Saturday, February 14, 2009

Sometimes the good [record] wins

I'm still doing a sub-par job keeping TPW updated, but blogging during property seems like a great way to do not-so-great on the final.

In any event, I was pleased to see Hilary Hahn's Schoenberg/Sibelius disc walk away with a Grammy. Given the fact that Coldplay's ersatz-U2 disc, Viva la Vida, took home some serious loot (thank God, though, for Robert Plant, Alison Krauss, and the stopper of the year), it is a refreshing tonic indeed to see an intelligent record get an award.

Of course, paying attention to awards shows like the Grammys or the Oscars is a great way to realize that, while great products of mainstream (and slightly off-mainstream) culture are still being made, the "industry" rewards itself as much as it rewards anyone else. The galling thing is, of course, the self-congratulatory tone that everyone gets when a slightly nontrivial choice is made – as though letting Little Miss Sunshine get Best Original Screenplay makes up for the tripe usually rewarded.

That having been said, it would be nice to see somewhat more coverage of the classical music awards. It might get people interested on something beyond Vivaldi and the first movement of Beethoven's 5th.

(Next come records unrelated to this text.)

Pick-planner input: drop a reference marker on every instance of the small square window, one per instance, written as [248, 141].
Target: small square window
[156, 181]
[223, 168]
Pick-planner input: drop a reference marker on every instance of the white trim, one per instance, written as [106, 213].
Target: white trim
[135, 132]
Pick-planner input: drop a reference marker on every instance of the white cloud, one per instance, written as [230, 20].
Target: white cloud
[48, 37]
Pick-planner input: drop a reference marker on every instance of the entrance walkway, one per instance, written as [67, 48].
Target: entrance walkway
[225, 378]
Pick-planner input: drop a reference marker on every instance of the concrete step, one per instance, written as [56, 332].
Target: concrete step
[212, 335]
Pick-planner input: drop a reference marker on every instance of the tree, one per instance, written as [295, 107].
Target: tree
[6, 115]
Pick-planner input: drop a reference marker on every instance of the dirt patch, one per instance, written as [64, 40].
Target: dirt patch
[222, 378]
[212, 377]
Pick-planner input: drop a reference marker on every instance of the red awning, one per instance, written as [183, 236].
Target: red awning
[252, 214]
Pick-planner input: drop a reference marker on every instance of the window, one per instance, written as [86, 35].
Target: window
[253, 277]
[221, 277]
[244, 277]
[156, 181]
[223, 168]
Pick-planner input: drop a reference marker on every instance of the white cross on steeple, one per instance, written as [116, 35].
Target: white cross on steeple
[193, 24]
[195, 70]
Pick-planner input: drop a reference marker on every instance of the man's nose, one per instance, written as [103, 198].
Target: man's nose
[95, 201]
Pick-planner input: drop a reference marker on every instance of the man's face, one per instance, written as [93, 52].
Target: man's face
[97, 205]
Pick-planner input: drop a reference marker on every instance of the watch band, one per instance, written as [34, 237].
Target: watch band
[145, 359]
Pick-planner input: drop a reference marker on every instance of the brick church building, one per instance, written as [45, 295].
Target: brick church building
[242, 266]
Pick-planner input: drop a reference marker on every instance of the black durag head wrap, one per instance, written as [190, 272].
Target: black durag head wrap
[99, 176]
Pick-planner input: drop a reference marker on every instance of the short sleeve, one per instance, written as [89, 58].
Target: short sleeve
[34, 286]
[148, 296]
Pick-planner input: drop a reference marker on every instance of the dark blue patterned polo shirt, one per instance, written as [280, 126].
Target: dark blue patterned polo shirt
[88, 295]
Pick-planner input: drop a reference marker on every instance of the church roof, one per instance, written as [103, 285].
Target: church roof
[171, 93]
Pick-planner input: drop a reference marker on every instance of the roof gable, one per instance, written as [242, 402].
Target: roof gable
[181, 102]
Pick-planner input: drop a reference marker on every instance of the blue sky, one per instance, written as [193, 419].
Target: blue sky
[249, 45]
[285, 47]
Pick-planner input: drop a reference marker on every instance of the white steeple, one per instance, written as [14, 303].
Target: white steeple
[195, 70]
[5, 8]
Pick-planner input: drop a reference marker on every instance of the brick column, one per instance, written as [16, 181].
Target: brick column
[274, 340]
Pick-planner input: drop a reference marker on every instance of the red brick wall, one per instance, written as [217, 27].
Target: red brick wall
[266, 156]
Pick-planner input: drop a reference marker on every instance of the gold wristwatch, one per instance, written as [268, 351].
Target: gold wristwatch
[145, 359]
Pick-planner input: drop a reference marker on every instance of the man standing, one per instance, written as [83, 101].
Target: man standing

Pop music is something like a vast wasteland these days, pace Chairman Newton Minow, and it isn't getting better. For every record like Byrne and Eno's Everything That Happens Will Happen Today, you get a Katy Perry or whatever. While those who appreciate serious art music can, will, and do argue over performances, stagings, and the like, they agree on this (for the central canon): the notes on the page are good. Beethoven's 7th is good. Wagner's Meistersinger is good. A lot of music today is crap.

You do the math.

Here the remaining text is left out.